Thursday, April 4, 2013

am I confused?....but until when??? broken pieces still remain broken!



I claim to be strong...I "try" to stand up again...
these trials have remained trials since the first time I tried!
I pity on myself everyday...I regret every single moment of my life.....
I have questions with myself and thus I have doubts on everyone!
I accept it I don't trust anyone completely except for maa...but still cant share everything to her!
her daughter has committed big mistakes...which she wouldn't be able to take on ever!

my decisions are never mine...decision of studying in heritage is also an influenced one!
Each time I lose ..I  regret! I make a promise to myself...that I will keep my dignity and I will improve but I don't.
an under-performer is what I am...I always have dat so called "potential"  which never gets executed
and still I get satisfied with what I have...the urge for more is dying in me!
I pretend ..I pretend to be happy each and every moment....which is actually not the reality!

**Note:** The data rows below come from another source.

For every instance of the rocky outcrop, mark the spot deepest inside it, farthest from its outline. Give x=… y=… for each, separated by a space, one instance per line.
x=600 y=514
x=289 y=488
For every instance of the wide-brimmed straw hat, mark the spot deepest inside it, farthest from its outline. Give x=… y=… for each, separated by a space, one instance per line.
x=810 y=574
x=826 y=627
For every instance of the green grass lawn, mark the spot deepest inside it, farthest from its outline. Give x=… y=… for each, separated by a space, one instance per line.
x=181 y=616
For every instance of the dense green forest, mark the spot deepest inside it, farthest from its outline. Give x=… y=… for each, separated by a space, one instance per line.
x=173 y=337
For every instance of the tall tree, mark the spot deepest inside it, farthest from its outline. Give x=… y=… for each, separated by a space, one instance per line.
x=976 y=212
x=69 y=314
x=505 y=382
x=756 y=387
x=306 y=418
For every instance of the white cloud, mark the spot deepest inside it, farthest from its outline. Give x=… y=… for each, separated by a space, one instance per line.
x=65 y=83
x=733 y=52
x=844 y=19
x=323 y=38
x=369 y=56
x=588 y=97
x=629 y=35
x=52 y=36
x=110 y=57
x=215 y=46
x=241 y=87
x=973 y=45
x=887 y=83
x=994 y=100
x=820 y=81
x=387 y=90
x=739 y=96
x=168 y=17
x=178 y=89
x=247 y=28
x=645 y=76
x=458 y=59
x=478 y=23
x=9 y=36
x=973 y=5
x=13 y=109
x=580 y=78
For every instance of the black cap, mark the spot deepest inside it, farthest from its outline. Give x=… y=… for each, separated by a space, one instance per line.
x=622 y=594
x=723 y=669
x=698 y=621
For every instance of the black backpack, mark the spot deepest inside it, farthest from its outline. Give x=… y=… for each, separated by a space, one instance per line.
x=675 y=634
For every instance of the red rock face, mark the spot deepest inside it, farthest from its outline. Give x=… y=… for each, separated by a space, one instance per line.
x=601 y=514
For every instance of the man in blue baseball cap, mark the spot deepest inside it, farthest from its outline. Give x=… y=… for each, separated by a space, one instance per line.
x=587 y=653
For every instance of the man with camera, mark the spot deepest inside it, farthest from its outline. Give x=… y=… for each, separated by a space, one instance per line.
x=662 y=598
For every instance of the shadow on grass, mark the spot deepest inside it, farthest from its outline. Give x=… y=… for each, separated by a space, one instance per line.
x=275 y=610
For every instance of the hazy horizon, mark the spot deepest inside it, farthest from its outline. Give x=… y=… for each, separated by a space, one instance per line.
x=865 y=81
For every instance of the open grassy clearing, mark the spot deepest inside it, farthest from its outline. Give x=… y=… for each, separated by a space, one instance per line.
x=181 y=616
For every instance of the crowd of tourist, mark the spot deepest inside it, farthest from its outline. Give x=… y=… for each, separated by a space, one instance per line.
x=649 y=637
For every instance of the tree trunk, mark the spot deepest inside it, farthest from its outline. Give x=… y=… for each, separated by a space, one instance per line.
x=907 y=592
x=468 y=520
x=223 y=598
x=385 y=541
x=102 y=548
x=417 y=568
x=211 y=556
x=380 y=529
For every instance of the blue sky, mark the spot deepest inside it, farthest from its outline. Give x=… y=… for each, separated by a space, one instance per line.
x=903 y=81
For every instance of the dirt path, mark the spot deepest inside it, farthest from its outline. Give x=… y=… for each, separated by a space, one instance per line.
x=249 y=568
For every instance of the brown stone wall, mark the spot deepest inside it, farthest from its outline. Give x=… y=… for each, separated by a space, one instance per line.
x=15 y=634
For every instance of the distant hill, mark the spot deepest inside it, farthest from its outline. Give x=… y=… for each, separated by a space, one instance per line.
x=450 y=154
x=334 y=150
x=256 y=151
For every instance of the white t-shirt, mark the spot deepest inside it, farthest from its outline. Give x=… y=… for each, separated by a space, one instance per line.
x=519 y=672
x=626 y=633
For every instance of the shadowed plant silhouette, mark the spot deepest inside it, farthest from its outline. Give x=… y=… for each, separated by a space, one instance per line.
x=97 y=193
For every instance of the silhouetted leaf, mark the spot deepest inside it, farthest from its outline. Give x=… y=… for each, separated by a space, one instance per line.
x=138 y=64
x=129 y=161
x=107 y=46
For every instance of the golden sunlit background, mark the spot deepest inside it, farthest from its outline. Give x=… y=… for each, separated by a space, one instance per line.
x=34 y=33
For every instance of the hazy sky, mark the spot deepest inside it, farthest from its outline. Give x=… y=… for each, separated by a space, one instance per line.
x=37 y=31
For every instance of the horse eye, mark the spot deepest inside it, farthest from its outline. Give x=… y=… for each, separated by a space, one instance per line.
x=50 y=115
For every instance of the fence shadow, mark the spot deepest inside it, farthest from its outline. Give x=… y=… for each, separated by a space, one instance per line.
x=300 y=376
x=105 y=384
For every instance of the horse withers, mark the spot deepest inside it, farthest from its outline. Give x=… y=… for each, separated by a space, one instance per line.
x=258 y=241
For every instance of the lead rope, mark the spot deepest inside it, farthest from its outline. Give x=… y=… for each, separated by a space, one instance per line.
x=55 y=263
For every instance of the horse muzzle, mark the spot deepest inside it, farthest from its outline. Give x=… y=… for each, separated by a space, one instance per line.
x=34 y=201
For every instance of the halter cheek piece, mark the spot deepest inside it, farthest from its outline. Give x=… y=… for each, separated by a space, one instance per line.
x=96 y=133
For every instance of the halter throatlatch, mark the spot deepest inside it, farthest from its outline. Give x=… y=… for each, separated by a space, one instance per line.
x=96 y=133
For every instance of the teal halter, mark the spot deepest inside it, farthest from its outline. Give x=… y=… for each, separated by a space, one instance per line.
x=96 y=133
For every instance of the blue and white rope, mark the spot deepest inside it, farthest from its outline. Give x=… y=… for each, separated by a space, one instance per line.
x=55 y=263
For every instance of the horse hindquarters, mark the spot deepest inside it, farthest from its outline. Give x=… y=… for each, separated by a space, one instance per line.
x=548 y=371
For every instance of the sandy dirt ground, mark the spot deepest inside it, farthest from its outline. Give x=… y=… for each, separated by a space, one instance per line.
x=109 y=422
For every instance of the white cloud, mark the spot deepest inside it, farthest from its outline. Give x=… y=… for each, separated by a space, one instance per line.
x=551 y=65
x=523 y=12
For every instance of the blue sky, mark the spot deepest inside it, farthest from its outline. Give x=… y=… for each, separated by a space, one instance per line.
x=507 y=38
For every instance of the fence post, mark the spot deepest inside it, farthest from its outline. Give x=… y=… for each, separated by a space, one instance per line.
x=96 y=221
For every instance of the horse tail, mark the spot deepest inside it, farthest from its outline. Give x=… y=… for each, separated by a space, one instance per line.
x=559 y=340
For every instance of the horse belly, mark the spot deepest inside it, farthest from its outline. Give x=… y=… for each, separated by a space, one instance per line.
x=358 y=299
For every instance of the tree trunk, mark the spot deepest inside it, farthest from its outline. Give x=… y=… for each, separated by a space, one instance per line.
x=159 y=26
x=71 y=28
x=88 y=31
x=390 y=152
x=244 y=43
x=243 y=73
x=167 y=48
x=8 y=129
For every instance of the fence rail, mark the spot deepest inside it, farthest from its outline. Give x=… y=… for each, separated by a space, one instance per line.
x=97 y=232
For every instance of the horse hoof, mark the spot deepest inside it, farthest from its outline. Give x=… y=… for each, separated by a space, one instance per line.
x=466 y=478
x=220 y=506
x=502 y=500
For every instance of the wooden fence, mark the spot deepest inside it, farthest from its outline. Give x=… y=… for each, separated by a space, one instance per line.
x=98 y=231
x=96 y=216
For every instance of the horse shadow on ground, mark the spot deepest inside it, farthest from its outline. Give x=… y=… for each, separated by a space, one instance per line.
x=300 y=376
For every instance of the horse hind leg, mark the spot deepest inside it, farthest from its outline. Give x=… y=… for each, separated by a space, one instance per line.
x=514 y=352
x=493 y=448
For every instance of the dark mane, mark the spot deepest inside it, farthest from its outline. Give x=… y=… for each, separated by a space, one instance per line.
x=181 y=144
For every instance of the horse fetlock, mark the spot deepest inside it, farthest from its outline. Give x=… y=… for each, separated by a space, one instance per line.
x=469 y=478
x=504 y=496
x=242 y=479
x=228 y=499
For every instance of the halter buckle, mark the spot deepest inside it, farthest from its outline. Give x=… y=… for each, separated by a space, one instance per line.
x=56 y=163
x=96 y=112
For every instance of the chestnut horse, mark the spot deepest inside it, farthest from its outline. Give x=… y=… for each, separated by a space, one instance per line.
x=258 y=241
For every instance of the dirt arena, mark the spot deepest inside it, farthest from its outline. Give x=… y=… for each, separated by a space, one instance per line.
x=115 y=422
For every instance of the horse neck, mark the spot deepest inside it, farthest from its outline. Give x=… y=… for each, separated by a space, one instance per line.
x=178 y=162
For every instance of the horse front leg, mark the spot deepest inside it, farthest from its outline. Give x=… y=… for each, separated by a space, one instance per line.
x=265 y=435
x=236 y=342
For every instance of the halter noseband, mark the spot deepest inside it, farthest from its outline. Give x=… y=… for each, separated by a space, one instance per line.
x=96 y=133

I am dissatisfied...with myself and with rest of the world....
I complain that nobody has ever loved me truly...
but have I ever respected and loved myself really!
I got influenced in every possible way...I got carried away...
but can I love anyone..? do I deserve to be loved?
and I don't have the answer
since I do not stick to my decisions ever!
in every aspect of my life ..I am an under-performer!
I am not a good lover ,not a good scholar and not even a good human being(though I try to b one )

lastly I am selfish ...I cant bear loneliness...it kills!
but m again a loser over here! people leave me! they misuse or misunderstand! I have a bad behaviour... i don't know the ways to express things! I love him...but he has correctly shown me the reasons of not loving me! ..I have complaints ,I talk about me and m selfish...
oh yes I can think only about myself! but after analysing I found I cudnt even do dat properly!

I am still confused about why did I write this!
but there is only one thing which i want without any confusion!
I want everyone to be happy...I want me to be happy...
I cant bear pain...cant c anyone to bear it!